Ok gracias por tus sugerencias pero necesito hacerlo con displays si me puedes ayudar...con circuitos secuenciales..en realidad es lo siguiente un circuito secuencial que desarrolle el conteo descendente del dispositivo, el cual se podrá programar por medio de botones que modifiquen los valores de los contadores de forma individual y que comenzara a contar inmediatamente cuando presione el botón de inicio de conteo.

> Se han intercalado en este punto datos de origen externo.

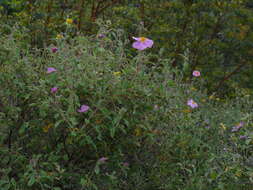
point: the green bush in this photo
(139, 132)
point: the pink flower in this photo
(192, 104)
(50, 70)
(54, 49)
(101, 35)
(84, 108)
(243, 137)
(237, 127)
(54, 89)
(142, 43)
(103, 159)
(196, 73)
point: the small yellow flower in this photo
(117, 73)
(59, 36)
(69, 21)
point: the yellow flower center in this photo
(143, 39)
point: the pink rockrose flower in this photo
(243, 137)
(196, 73)
(101, 35)
(54, 90)
(192, 103)
(102, 159)
(237, 127)
(83, 108)
(54, 49)
(126, 164)
(142, 43)
(51, 70)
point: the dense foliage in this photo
(214, 36)
(81, 107)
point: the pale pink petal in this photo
(83, 108)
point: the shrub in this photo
(135, 130)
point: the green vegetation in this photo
(80, 108)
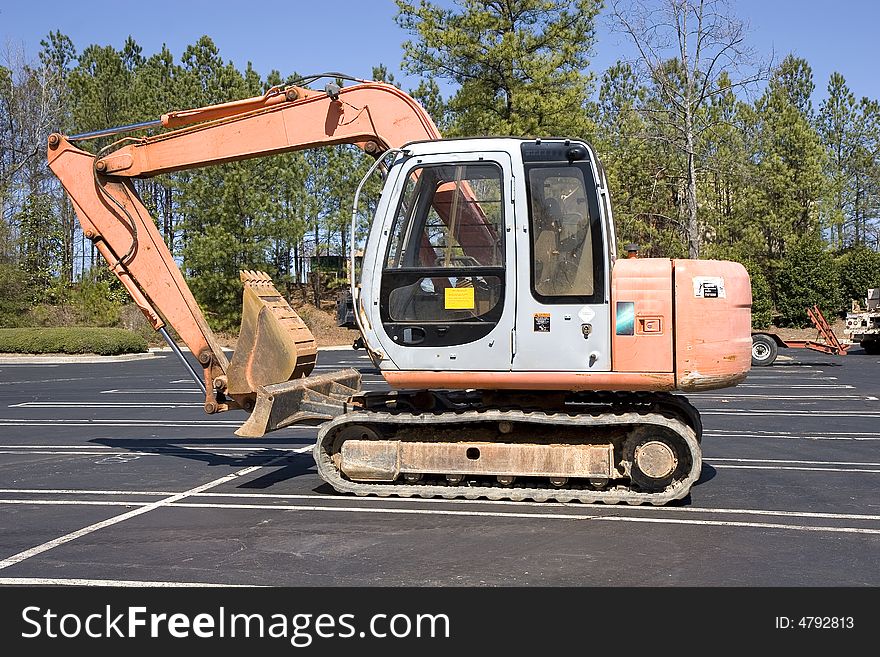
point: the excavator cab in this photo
(489, 255)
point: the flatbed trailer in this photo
(765, 344)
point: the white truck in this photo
(863, 325)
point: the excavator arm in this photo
(274, 346)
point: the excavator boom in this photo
(274, 346)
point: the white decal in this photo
(586, 314)
(709, 287)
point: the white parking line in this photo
(807, 397)
(39, 549)
(784, 435)
(785, 412)
(54, 422)
(106, 405)
(312, 497)
(49, 581)
(614, 515)
(151, 391)
(789, 386)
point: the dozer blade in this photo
(274, 345)
(313, 399)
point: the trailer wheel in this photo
(764, 350)
(871, 347)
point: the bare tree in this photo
(689, 51)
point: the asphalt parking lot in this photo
(110, 473)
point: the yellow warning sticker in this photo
(459, 298)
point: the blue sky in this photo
(351, 36)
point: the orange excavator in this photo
(525, 360)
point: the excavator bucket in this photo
(314, 399)
(272, 361)
(274, 344)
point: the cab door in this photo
(445, 287)
(562, 317)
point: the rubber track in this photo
(619, 494)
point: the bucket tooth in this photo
(274, 344)
(313, 399)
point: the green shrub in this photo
(71, 340)
(859, 270)
(15, 296)
(807, 276)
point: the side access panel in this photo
(713, 333)
(641, 303)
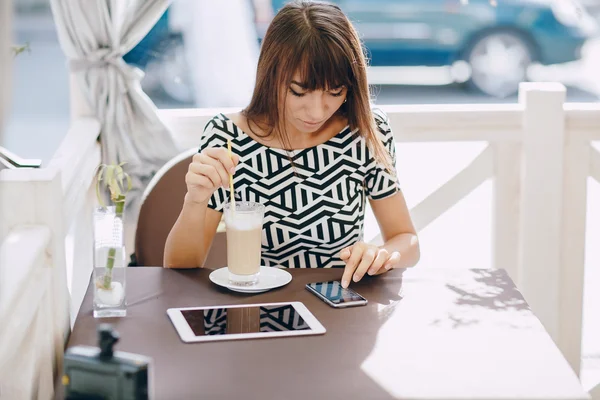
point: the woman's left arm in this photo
(400, 248)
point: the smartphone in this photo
(335, 295)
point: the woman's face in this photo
(308, 111)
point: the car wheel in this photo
(174, 75)
(498, 62)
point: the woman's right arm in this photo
(190, 238)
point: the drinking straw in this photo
(231, 180)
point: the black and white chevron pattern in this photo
(314, 207)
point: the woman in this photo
(310, 149)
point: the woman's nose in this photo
(317, 108)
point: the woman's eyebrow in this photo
(302, 85)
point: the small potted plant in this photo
(109, 243)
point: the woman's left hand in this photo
(362, 258)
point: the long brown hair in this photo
(318, 41)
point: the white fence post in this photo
(577, 169)
(543, 272)
(507, 177)
(541, 198)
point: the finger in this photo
(192, 179)
(345, 253)
(351, 265)
(393, 261)
(210, 172)
(368, 257)
(220, 168)
(380, 260)
(222, 154)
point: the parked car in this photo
(490, 44)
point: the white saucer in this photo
(269, 278)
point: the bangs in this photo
(323, 65)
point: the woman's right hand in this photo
(208, 171)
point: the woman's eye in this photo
(296, 93)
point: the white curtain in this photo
(94, 35)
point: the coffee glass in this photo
(244, 236)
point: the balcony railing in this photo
(539, 155)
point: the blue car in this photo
(488, 43)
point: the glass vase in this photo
(109, 263)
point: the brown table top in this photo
(425, 334)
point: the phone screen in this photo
(335, 293)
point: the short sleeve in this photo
(215, 137)
(381, 183)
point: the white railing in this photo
(539, 155)
(39, 209)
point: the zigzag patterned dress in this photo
(315, 207)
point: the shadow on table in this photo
(487, 289)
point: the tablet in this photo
(244, 321)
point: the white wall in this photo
(5, 59)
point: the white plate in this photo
(269, 278)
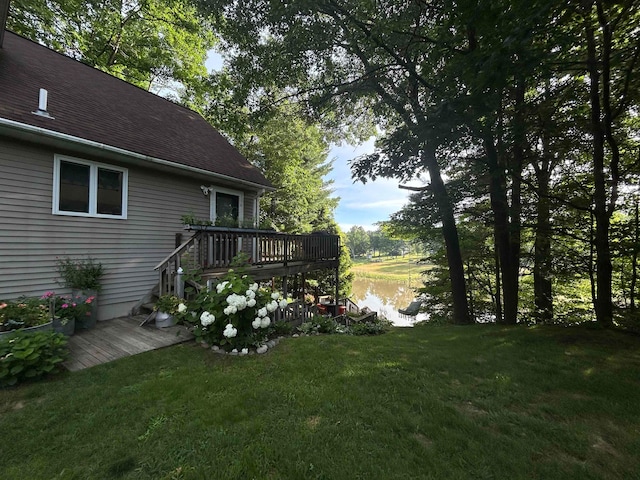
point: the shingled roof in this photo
(89, 104)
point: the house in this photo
(94, 166)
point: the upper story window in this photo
(88, 189)
(227, 207)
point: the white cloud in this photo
(395, 203)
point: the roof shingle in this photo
(88, 103)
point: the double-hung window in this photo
(88, 189)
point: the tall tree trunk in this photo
(501, 226)
(604, 268)
(634, 259)
(498, 297)
(542, 292)
(451, 240)
(515, 170)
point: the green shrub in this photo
(26, 355)
(80, 274)
(370, 327)
(308, 328)
(282, 328)
(325, 324)
(22, 313)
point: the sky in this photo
(360, 204)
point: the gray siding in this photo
(31, 237)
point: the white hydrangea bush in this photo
(235, 312)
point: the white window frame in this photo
(212, 208)
(93, 187)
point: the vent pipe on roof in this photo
(4, 13)
(42, 104)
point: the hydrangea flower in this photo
(207, 319)
(237, 301)
(230, 331)
(272, 306)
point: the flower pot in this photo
(164, 320)
(65, 326)
(37, 328)
(90, 320)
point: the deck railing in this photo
(212, 248)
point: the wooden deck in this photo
(118, 338)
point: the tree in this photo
(343, 59)
(293, 156)
(155, 44)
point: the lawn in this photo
(482, 402)
(389, 268)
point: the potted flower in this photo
(24, 314)
(167, 307)
(83, 277)
(70, 312)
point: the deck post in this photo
(337, 288)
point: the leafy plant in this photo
(23, 313)
(282, 328)
(371, 327)
(26, 355)
(236, 312)
(80, 274)
(69, 307)
(170, 304)
(308, 328)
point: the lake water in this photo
(386, 297)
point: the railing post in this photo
(179, 286)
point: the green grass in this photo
(389, 268)
(481, 402)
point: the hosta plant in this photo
(236, 313)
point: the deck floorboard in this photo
(118, 338)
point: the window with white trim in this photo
(227, 207)
(84, 188)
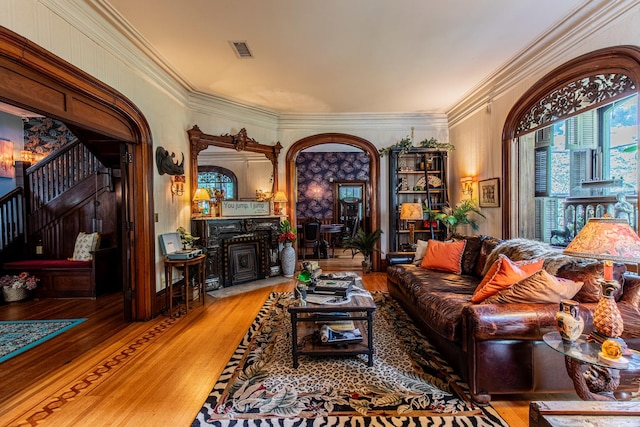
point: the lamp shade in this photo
(607, 239)
(201, 195)
(411, 211)
(280, 197)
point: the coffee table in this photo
(307, 319)
(581, 357)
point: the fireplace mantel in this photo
(227, 239)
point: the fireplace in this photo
(246, 258)
(242, 262)
(238, 250)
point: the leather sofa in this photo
(498, 348)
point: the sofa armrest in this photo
(394, 258)
(482, 322)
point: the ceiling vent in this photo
(241, 49)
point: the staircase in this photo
(54, 200)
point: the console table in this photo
(170, 264)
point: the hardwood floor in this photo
(157, 373)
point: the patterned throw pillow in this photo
(504, 273)
(542, 288)
(85, 244)
(444, 256)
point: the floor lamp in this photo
(411, 212)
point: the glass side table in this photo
(592, 379)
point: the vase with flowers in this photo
(288, 255)
(216, 197)
(17, 287)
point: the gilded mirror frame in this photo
(239, 142)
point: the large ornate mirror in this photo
(249, 164)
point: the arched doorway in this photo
(338, 138)
(35, 79)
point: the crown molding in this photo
(202, 103)
(549, 50)
(96, 19)
(360, 121)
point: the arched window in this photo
(570, 147)
(216, 177)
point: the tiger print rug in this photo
(408, 385)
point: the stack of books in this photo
(337, 287)
(340, 332)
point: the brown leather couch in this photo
(498, 348)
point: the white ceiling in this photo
(338, 56)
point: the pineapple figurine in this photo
(607, 321)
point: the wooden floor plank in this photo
(108, 372)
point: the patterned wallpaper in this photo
(316, 173)
(43, 135)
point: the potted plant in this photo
(459, 215)
(364, 243)
(17, 287)
(288, 255)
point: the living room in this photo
(475, 123)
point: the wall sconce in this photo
(278, 202)
(316, 193)
(177, 185)
(202, 198)
(467, 185)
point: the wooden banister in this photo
(12, 219)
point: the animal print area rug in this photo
(409, 384)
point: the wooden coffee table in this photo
(306, 320)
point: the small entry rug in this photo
(19, 336)
(409, 384)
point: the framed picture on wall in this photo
(6, 158)
(489, 190)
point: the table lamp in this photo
(608, 239)
(202, 195)
(278, 201)
(411, 212)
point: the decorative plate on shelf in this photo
(434, 181)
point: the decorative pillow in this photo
(85, 244)
(471, 252)
(488, 245)
(504, 273)
(541, 288)
(445, 256)
(421, 249)
(591, 274)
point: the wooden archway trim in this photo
(36, 80)
(337, 138)
(619, 59)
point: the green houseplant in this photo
(364, 243)
(459, 215)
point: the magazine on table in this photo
(331, 336)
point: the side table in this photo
(170, 264)
(592, 379)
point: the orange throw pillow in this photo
(504, 273)
(444, 256)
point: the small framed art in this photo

El conteo descendente y la programación se mostraran por medio de presentadores manejados por dispositivos combinacionales, y será mostrado en minutos y segundos.
El circuito tendrá un botón para detener el conteo si es necesario.
El circuito debe de contar con un botón para poner a cero el contador, y funcionara una vez el conteo este detenido, pero no debe de funcionar si el temporizador está en marcha.


----------



## Fogonazo (Mar 15, 2010)

Adriana Quintanilla dijo:


> Ok gracias por tus sugerencias pero necesito hacerlo con displays si me puedes *ayudar*........


¿ Y tu que aportas al proyecto ?

Una cosa es ayudar y otra es hacer todo tu trabajo.


----------



## Yobtox (Nov 23, 2010)

Ok algun programa en mikrobasic de temporizadores variables en 16f84 o 16f877a para compartir les agradeceria....


----------